FastText - First Steps

Today I tried a new Facebook tool for text classification called fasttext.

I am using a famours twitter dataset for this tutorial. You can download it right here: http://help.sentiment140.com/for-students. The fasttext installation is quite easy (you find a tutorial in the official github repository).

First you have to prepare this dataset to fit the format of fasttext. Each label (class) is prefixed with __label__.

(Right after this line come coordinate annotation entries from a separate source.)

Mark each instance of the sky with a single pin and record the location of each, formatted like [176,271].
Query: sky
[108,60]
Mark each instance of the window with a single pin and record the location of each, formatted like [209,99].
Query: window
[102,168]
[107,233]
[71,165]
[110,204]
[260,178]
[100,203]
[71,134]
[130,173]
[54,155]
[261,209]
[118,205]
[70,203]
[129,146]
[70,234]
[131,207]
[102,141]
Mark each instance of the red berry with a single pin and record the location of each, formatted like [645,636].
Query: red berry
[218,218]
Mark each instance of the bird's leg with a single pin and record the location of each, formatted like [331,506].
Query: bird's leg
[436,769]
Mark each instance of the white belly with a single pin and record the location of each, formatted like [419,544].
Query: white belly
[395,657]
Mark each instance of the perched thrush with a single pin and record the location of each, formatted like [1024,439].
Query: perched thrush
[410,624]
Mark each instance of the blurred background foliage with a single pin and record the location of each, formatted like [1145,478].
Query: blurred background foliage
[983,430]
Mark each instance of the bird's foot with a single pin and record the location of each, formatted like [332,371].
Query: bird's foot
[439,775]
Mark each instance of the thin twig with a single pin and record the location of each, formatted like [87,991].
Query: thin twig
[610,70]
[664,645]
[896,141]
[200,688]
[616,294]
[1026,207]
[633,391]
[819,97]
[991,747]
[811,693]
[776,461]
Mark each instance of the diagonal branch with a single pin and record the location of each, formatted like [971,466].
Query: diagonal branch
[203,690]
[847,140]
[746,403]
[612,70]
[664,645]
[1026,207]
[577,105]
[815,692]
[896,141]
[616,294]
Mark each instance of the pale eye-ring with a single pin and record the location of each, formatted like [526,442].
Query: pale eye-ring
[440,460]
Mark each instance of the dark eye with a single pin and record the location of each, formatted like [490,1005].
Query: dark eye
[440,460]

unzip trainingandtestdata.zip 
cut -d, -f1,6- training.1600000.processed.noemoticon.csv > trainingsset.csv #remove unused columns

sed -i -e 's/^"0"/__label__neg /g' trainingsset.csv
sed -i -e 's/^"2"/__label__neutral /g' trainingsset.csv
sed -i -e 's/^"4"/__label__pos /g' trainingsset.csv

Now you can train a new model like this:

./fasttext supervised -input trainingsset.csv -output model

The package also provides a test-mode to calculate the precision and recall. But first you have to reformat the testdata like the trainingsset before:

cut -d, -f1,6- testdata.manual.2009.06.14.csv > testdata.csv

sed -i -e 's/^"0"/__label__neg /g' testdata.csv
sed -i -e 's/^"2"/__label__neutral /g' testdata.csv
sed -i -e 's/^"4"/__label__pos /g' testdata.csv
./fasttext test model.bin testdata.csv

With this dataset I get a recall and precision of 0.783 which is not bad, but also not quite good. I'll take a deeper look at the optimization possibilities but I am optimistic :) It's also strange, that the twitter trainingsset does not include any neutral elements, although the documentation indicates it.